- Pomoc
- Regulamin
- Polityka prywatności
- O nas
- Kontakt
- Newsletter
- Program Partnerski
- Reklama
- Poleć nasze usługi
-
© Fitatu 2005-25. Wszelkie prawa zastrzeżone.
Serwis stosuje zalecenia i normy Instytutu Żywności i Żywienia.
24 stycznia 2016, 22:00
Jak byście rozwiązały następujący problem?
Jesteście w związku ze starszym mężczyzną, planujecie założenie rodziny. On jest starszy 10 lat, ma wyrobioną pozycję zawodową. Wy dopiero zaczynacie przygodę z pracą zawodową i są widoki na osiągnięcie niezłej pozycji.

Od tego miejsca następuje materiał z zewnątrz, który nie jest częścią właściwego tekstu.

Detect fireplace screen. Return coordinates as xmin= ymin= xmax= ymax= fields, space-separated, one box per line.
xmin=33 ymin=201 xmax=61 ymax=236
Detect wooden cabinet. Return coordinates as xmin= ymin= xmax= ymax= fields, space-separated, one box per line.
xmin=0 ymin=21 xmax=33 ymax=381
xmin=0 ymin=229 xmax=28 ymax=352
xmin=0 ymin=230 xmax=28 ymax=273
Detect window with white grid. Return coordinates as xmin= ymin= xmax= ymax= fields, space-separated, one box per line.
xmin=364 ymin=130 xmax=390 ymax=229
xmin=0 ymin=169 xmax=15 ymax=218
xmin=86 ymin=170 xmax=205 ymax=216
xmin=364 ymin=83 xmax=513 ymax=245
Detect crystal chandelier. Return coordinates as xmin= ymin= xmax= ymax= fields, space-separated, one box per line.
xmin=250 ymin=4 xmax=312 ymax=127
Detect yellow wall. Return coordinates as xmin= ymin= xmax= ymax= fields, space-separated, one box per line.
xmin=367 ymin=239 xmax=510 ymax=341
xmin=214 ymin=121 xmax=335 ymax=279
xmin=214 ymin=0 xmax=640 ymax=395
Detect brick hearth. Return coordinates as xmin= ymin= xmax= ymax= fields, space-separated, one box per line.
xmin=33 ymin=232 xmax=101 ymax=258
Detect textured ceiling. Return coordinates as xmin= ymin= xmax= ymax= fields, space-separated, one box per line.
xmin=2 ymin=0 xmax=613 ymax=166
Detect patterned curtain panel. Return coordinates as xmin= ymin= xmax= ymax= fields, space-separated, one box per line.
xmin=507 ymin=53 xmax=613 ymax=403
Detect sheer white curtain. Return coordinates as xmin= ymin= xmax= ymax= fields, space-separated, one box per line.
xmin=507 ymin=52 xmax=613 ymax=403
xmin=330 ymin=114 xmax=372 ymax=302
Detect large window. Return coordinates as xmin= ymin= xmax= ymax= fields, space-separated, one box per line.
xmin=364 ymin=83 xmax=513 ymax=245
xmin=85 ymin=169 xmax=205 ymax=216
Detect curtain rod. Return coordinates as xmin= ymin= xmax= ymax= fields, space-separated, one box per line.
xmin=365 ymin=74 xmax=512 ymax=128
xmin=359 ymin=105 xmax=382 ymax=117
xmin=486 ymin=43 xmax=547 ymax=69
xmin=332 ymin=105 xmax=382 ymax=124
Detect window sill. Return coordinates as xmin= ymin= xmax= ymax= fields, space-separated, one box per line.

Jemu marzy się dziecko, jest już po trzydziestce, chciałby rodzinę, a Wy macie jeszcze czas, chcecie zdobyć doświadczenie, umowę na stałe, szansę na awans...też marzycie o rodzinie, o dziecku za jakieś 5 lat. Jak to wszystko pogodzić? Żeby był wilk syty i owca cała? Zakładając, że oboje się kochacie, też pragniecie ślubu, dziecka, ale za jakiś czas, a on chce już.
24 stycznia 2016, 22:23
Nie ma tu opcji, żeby wilk był syty i owca cała. Musisz wybrać Ty czy on.
24 stycznia 2016, 22:32
W zasadzie nie wybierałabym między karierą a dzieckiem a kierowałabym się tym, czy jestem psychicznie i finansowo gotowa na posiadanie potomstwa. Z karierą jest niestety tak, że po "ustawieniu się" nie będzie gdzie wrócić po urlopie macierzyńskim (może z małymi wyjątkami, zwykle jednak pracując u kogoś trzeba się liczyć z tym, że po urlopie być może trzeba będzie zaczynać od nowa). Ale jest cała masa innych czynników. Jeśli nie jesteś zwyczajnie gotowa na dziecko lub masz inne priorytety (nauka, rozwój osobisty, imprezy, praca, cokolwiek, priorytety się zmieniają) to nie ma sensu rodzic dziecka tylko dlatego bo partner tego chce.
24 stycznia 2016, 22:32
O proszę to jednak są takie szalone jak ja które wiążą się z 10 lat starszym Powiem Ci że ja mogłabym mieć teraz już dziecko ale nie spieszy mi się, jednak gdyby było byłabym szczęśliwa, a co do kariery to faktycznie masz na nią czas jednak ostatecznie ty musisz wybrać. Ja mam zamiar popracować do 23-24 roku życia i wtedy zdecydować się na dziecko. Dużo daje po prostu rozmowa z facetem, powinniście razem dojść do kompromisu :)
24 stycznia 2016, 22:52
masz 23 lata? To jeszcze poczekaj. Facet powinien być świadomy na co się decyduje wiążąc z młodszą, są zalety takiej relacji, ale są też wady. Pewnie za długo nie przeciągniesz, ale daj sobie jeszcze 2-3 lata chociaż, żeby się nabawić dorosłym, ale nadal niezależnym życiem.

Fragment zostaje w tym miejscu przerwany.